4. La compétence de la juridiction judiciaire ainsi maintenue s’étend nécessairement aux actions en responsabilité formées à l’encontre de Pôle Emploi (devenu France Travail depuis le 1er janvier 2024) en raison des manquements qu’aurait pu commettre cette institution en assurant le service de ces allocations d’assurance chômage, notamment de l’allocation d’aide au retour à l’emploi.


5. Il résulte de ce qui précède que les conclusions indemnitaires de Mme A... relatives à la réparation du préjudice financier et moral subi à raison des modalités de gestion des droits de la requérante à l’allocation d’aide au retour à l’emploi sont portées devant un ordre de juridiction incompétent pour en connaître et doivent donc être rejetées, ainsi que l’a d’ailleurs justement fait valoir France Travail dans son mémoire en défense, en application du 2° de l’article R. 222-1 du code de justice administrative.

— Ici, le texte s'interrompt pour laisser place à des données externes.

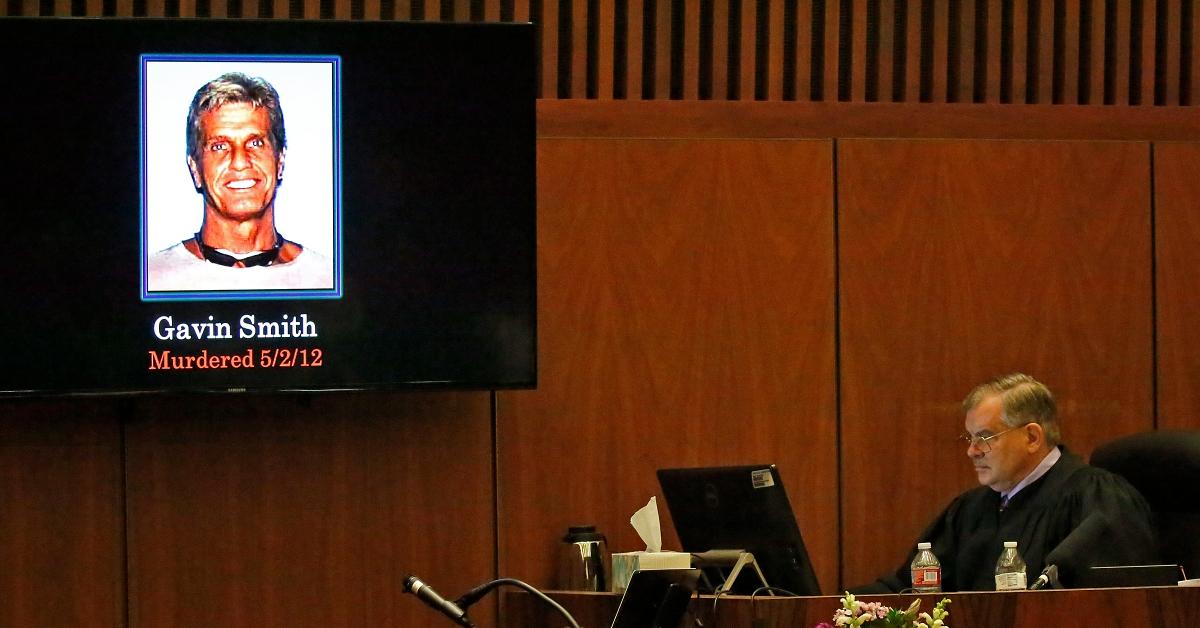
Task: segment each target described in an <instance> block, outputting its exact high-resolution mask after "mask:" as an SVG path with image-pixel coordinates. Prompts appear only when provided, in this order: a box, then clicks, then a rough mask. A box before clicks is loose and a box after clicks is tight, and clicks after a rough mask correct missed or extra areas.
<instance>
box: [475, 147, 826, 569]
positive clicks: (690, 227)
mask: <svg viewBox="0 0 1200 628" xmlns="http://www.w3.org/2000/svg"><path fill="white" fill-rule="evenodd" d="M538 165H539V241H538V246H539V269H538V273H539V301H540V306H539V328H540V330H539V335H540V342H539V352H540V365H539V367H540V376H539V381H540V384H539V389H538V390H536V391H511V393H508V391H505V393H500V412H499V415H500V425H499V442H498V456H499V489H498V490H499V504H500V507H499V508H500V513H502V525H500V548H499V554H500V570H502V572H503V573H511V574H523V575H524V576H527V578H529V579H530V580H532V581H533V582H534V584H536V585H539V586H552V585H553V584H554V578H553V576H554V567H556V563H554V554H553V552H554V551H556V545H557V543H556V540H557V537H562V536H563V533H565V532H566V526H569V525H575V524H596V525H599V526H600V530H601V531H602V532H605V533H607V534H608V540H610V543H611V546H612V548H613V551H629V550H636V549H643V548H644V544H642V543H641V542H640V540H638V538H637V536H636V534H635V532H634V530H632V527H631V526H630V525H629V516H630V515H631V514H632V513H634V510H636V509H638V508H641V507H642V506H644V504H646V502H647V500H648V498H649V497H650V496H652V495H656V494H659V489H658V484H656V482H655V479H654V472H655V469H656V468H660V467H671V466H702V465H721V463H760V462H775V463H778V465H779V466H780V469H781V472H782V476H784V482H785V483H786V484H787V485H788V486H790V488H791V490H792V494H793V496H794V498H796V501H794V503H793V506H794V507H796V510H797V513H798V516H799V518H800V520H802V521H803V525H804V527H805V531H806V533H808V542H809V548H810V550H811V551H812V552H814V554H815V555H816V556H821V557H827V558H830V560H824V561H820V562H818V563H817V572H818V578H820V579H821V581H822V582H824V586H826V587H832V586H834V584H835V581H836V563H835V561H833V560H832V557H833V556H834V555H835V551H836V549H835V548H836V540H835V539H836V534H838V530H836V524H838V516H836V502H835V501H834V500H832V498H829V500H826V497H832V496H834V495H835V494H836V484H838V478H836V468H838V465H836V420H835V419H836V417H835V387H834V333H833V331H834V301H833V295H834V289H835V286H834V256H833V246H834V239H833V234H834V231H833V220H834V214H833V178H832V174H833V159H832V144H830V143H829V142H827V140H808V142H805V140H788V142H750V140H736V139H733V140H670V139H662V140H655V139H618V140H588V139H581V140H571V139H547V140H544V142H541V143H540V144H539V155H538ZM659 512H660V514H661V515H662V518H664V539H665V540H664V542H665V544H666V546H668V548H678V542H677V540H674V539H676V537H674V530H673V525H672V524H671V519H670V516H668V513H667V509H666V504H665V503H662V501H661V496H660V498H659Z"/></svg>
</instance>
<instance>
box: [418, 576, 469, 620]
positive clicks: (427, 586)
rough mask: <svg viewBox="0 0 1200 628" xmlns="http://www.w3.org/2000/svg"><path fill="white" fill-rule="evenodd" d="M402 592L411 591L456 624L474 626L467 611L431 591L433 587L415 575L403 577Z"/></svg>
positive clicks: (449, 600)
mask: <svg viewBox="0 0 1200 628" xmlns="http://www.w3.org/2000/svg"><path fill="white" fill-rule="evenodd" d="M404 593H412V594H414V596H416V597H418V599H420V600H421V602H424V603H425V604H426V605H428V606H430V608H432V609H434V610H437V611H438V612H440V614H443V615H445V616H446V617H450V618H451V620H454V622H455V623H457V624H458V626H466V627H467V628H475V624H474V623H470V620H468V618H467V611H464V610H462V609H461V608H458V605H457V604H455V603H454V602H450V600H448V599H445V598H443V597H442V596H439V594H438V592H437V591H433V587H431V586H430V585H426V584H425V582H422V581H421V579H420V578H416V576H415V575H409V576H408V578H406V579H404Z"/></svg>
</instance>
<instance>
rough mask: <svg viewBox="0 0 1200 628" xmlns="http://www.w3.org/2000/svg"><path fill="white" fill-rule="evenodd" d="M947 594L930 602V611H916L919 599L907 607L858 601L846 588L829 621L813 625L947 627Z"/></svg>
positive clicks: (948, 627)
mask: <svg viewBox="0 0 1200 628" xmlns="http://www.w3.org/2000/svg"><path fill="white" fill-rule="evenodd" d="M949 603H950V599H949V598H942V600H941V602H938V603H937V605H936V606H934V612H932V614H929V612H919V611H920V599H917V600H914V602H913V603H912V604H911V605H910V606H908V609H907V610H899V609H893V608H890V606H884V605H883V604H880V603H878V602H859V600H857V599H854V596H852V594H851V593H850V592H848V591H847V592H846V597H844V598H841V608H840V609H838V610H836V611H834V614H833V623H829V622H821V623H818V624H817V627H816V628H835V627H842V626H848V627H851V628H859V627H865V628H949V626H948V624H947V623H946V618H947V617H949V615H950V611H948V610H946V605H947V604H949Z"/></svg>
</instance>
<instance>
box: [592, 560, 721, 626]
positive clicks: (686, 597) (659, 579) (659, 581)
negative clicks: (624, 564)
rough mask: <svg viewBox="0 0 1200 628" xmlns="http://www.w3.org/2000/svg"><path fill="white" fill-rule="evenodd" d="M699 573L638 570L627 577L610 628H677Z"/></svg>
mask: <svg viewBox="0 0 1200 628" xmlns="http://www.w3.org/2000/svg"><path fill="white" fill-rule="evenodd" d="M698 580H700V569H638V570H636V572H634V574H632V575H630V576H629V587H626V588H625V594H623V596H622V597H620V605H619V606H617V616H616V617H613V620H612V628H679V622H682V621H683V616H684V614H686V612H688V600H690V599H691V594H692V593H694V592H695V591H696V582H697V581H698Z"/></svg>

En ce qui concerne la fin de non-recevoir opposée par France Travail en défense :

6. En tout état de cause, aux termes du deuxième alinéa de l’article R. 421-1 du code de justice administrative : « Lorsque la requête tend au paiement d'une somme d'argent, elle n'est recevable qu'après l'intervention de la décision prise par l'administration sur une demande préalablement formée devant elle. » Les conclusions indemnitaires de Mme A... n’ont été précédées d’aucune demande préalable en ce sens adressée à France Travail. Informée de ce fait par communication du mémoire en défense, Mme A... n’a toutefois pas procédé à la régularisation de ses conclusions indemnitaires. Par suite, en application des dispositions précitées de l’article R. 421-1 du code du travail, les conclusions indemnitaires contenues dans la requête de Mme A... sont irrecevables et ne peuvent être que rejetées, comme le fait valoir France Travail en défense, en en application du 4° de l’article R. 222-1 du code de justice administrative.


7. Il résulte de tout ce qui précède que la requête de Mme A... doit être rejetée.



O R D O N N E :



Article 1er : La requête de Mme A... est rejetée.


Article 2 : La présente ordonnance sera notifiée à Mme B... A... et à France Travail.


Fait à Melun le 29 octobre 2025.


Le président




C. Freydefont



La République mande et ordonne au ministre de l’Intérieur en ce qui le concerne ou à tous commissaires de justice à ce requis en ce qui concerne les voies de droit commun contre les parties privées, de pourvoir à l'exécution de la présente décision.